Die zunehmende Trockenheit in Teilen der Welt infolge des Klimawandels birgt viele Konflikte, führt sie doch dazu, dass Menschen sich um Wasser und Lebensraum streiten müssen - und womöglich sogar Kriege deswegen führen werden. Wissenschaftler ergründen deshalb längst nicht mehr nur die Ursachen des Klimawandels, auch seine Folgen sind nun Gegenstand der Forschung. Im Hamburger Exzellenzcluster CliSAP forschen Wissenschaftler unterschiedlicher Disziplinen gemeinsam. "Wir wollen unsere Klimamodelle für Nordafrika mit den Erkenntnissen der Forschung zu Kriegen und Konflikten verknüpfen", sagt Martin Claußen, Professor an der Uni Hamburg und Direktor des Max-Planck-Instituts für Meteorologie. Er will 2013 mit seinem Kollegen Jürgen Scheffran vom Institut für Geografie der Universität die unterschiedlichen Forschungskonzepte der Sozial- und der Naturwissenschaften zusammenbringen.

Medizin

Interdisziplinarität wird auch bei den Medizinern vom Universitätsklinikum Eppendorf (UKE) großgeschrieben. Ab Mitte 2013 wollen sie unter anderem zusammen mit Chemikern von der Uni Hamburg einen Prototyp für das sogenannte Magnetic Particle Imaging testen. Die neue Bildgebungsmethode soll einen schärferen Blick auf Tumoren und Gefäße ermöglichen.
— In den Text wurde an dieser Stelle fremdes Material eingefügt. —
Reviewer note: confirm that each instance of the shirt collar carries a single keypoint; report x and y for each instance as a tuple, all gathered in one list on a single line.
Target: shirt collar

Wie sich verschiedene Einflüsse, etwa Stress, während der Schwangerschaft auf die spätere Gesundheit des Kindes auswirken, untersucht am UKE ein Team aus Geburtsmedizinern, Kinderärzten, Immunologen und Psychologen in der Prince-Studie. Die Forscher haben bereits 111 Frauen aufgenommen, die sie vorerst bis zum dritten Lebensjahr des Kindes begleiten werden; 1000 Schwangerschaften wollen sie insgesamt dokumentieren (mehr: www.abendblatt.de/prince-studie).

Schifffahrt

Schiffe gucken. Der Klassiker in Hamburg. Schiffe zu testen, das ist eine Aufgabe mit Zukunft für die Ingenieure der Hamburgischen Schiffbau-Versuchsanstalt (HSVA). Seit Kurzem erproben die Forscher Schiffsmodelle im großen Schlepptank mit einem neuen seitlichen Wellenerzeuger. "Wir wollen herausfinden, wie ein Schiff bei typischem Seegang einen möglichst geringen Verbrauch hat", sagt Dr. Uwe Hollenbach, der Chef der HSVA-Abteilung Widerstand und Propulsion. "Vor wenigen Jahren war noch die Mannschaft der Hauptkostenfaktor. Heute ist es der Treibstoff", sagt Hollenbach. "Deshalb fordern die Reedereien Schiffe, die effizienter sind - auch bei Seegang."

Zukunft

Wo lebt es sich in Deutschland am besten? Wo gibt es die sichersten Arbeitsplätze? Und wie zukunftsfähig ist Hamburg? In Zusammenarbeit mit dem Ipsos-Institut will der Hamburger Zukunftsforscher Horst Opaschowski den Wohlstandsindex NAWID weiterentwickeln, um Antworten auf diese Fragen zu finden. Wohlstand hat für den Professor nicht nur mit Geld zu tun. "Jenseits von Geld und Gütern gibt es Lebensqualitäten im sogenannten 4-F-Umfeld von Familie und Freunden, Frieden und Freiheit, die nachhaltiger sind als bloße Steigerungen des Lebensstandards", sagt Opaschowski, der bis 2010 insgesamt 30 Jahre lang wissenschaftlicher Leiter der Hamburger Stiftung für Zukunftsfragen war.